## ***CLINICAL TEXT SUMMARIZATION LAB***

## Libraries

Here are the most important libraries we'll be using for this lab:



*   **SpaCy** - Efficient text processing
*   **Tika** - Extract PDF data
*   **Rouge_Score** - Model performance metric
*   **en_core_web_lg** - Small English Language model with "tokenization" and "lemmatization"









In [None]:
%%capture

%pip install spacy
!python -m spacy download en_core_web_lg
%pip install tika
%pip install rouge_score

In [None]:
# ML Libraries
import spacy
import re
from tika import parser
from rouge_score import rouge_scorer
from transformers import pipeline, AutoTokenizer

# Visualization
import plotly.express as px
import pandas as pd

In this next cell, we will be retrieving a key from ML platform **HuggingFace**.

In [None]:
%%capture

from google.colab import userdata

userdata.get('NDL') # Grab key

## Data Preprocessing & Extraction

To summarize clinical documents, we first need the raw text. Here, we define a `parser` object from  the `tika` library to extract raw text from a PDF file.

In [None]:
%%capture

raw_text = parser.from_file("ENGERIX-B.pdf")

Note: `raw_text` is a dictionary.
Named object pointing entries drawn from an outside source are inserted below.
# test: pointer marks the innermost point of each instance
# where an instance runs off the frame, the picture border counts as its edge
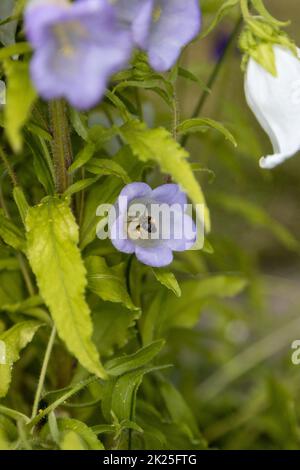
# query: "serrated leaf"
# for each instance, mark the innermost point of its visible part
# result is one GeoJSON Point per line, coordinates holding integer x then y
{"type": "Point", "coordinates": [120, 394]}
{"type": "Point", "coordinates": [159, 146]}
{"type": "Point", "coordinates": [85, 154]}
{"type": "Point", "coordinates": [14, 340]}
{"type": "Point", "coordinates": [108, 283]}
{"type": "Point", "coordinates": [167, 279]}
{"type": "Point", "coordinates": [142, 357]}
{"type": "Point", "coordinates": [52, 235]}
{"type": "Point", "coordinates": [14, 49]}
{"type": "Point", "coordinates": [202, 124]}
{"type": "Point", "coordinates": [11, 234]}
{"type": "Point", "coordinates": [113, 325]}
{"type": "Point", "coordinates": [20, 98]}
{"type": "Point", "coordinates": [77, 435]}
{"type": "Point", "coordinates": [179, 411]}
{"type": "Point", "coordinates": [223, 10]}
To access the words, we call `raw_text['content']`



In [None]:
content_text = raw_text['content']
content_text

These next few steps are important. We need to **clean** our document to avoid any errors. Specifically, we don't want our model to think `'  '` is a valid character, or a space in between paragraphs.

In [None]:
def clean_text(text):
  """Cleans extra lines and extra whitespace."""
  text = re.sub(r'\n+', ' ', text)
  text = re.sub(r'\s+', ' ', text).strip()
  return text

cleaned_text = clean_text(content_text)

Then, we pass our document to the `en_core_web_lg` model for auto **tokenization** and **lemmatization**.

In [None]:
nlp = spacy.load("en_core_web_lg") # Model w/ auto tokenization and lemmatization
doc = nlp(cleaned_text)

doc

Let's test it 😎

In [None]:
sentences = []
for sent in doc.sents:
  cleaned_sentence = sent.text.strip()
  if cleaned_sentence:
    sentences.append(cleaned_sentence)

Tokenization and Lemmatization have very subtle differences. Let's look at them :)

In [None]:
# Example of what tokenization looks like vs Lemmatization
tokens = []
lemmas = []

for token in doc:
  tokens.append(token.text)
  lemmas.append(token.lemma_)

print("First 10 tokens:", tokens[:10])
print("First 10 lemmas:", lemmas[:10])

## Summarization Model

The moment you've ALL been waiting for. Our text is loaded in and preprocessed, and now, we pass the text into a **pre-trained** model, `t5-large`, to do the summarization for us.

In [None]:
model_name = "t5-large"

summarizer = pipeline("summarization", model=model_name) # Load model
tokenizer = AutoTokenizer.from_pretrained(model_name) # Count tokens accurately

In [None]:
def chunk_text_by_sentence(sentences, max_tokens=512):
  """
  Splits a list of sentences into chunks, ensuring each chunk doesn't exceed the word limit.
  For large texts, this step ensures we don't exceed our computer's memory limits.
  """

  chunks, current_chunk = [], []
  current_tokens = 0

  for sentence in sentences:
    sentence_tokens = len(tokenizer.encode(sentence, add_special_tokens=False))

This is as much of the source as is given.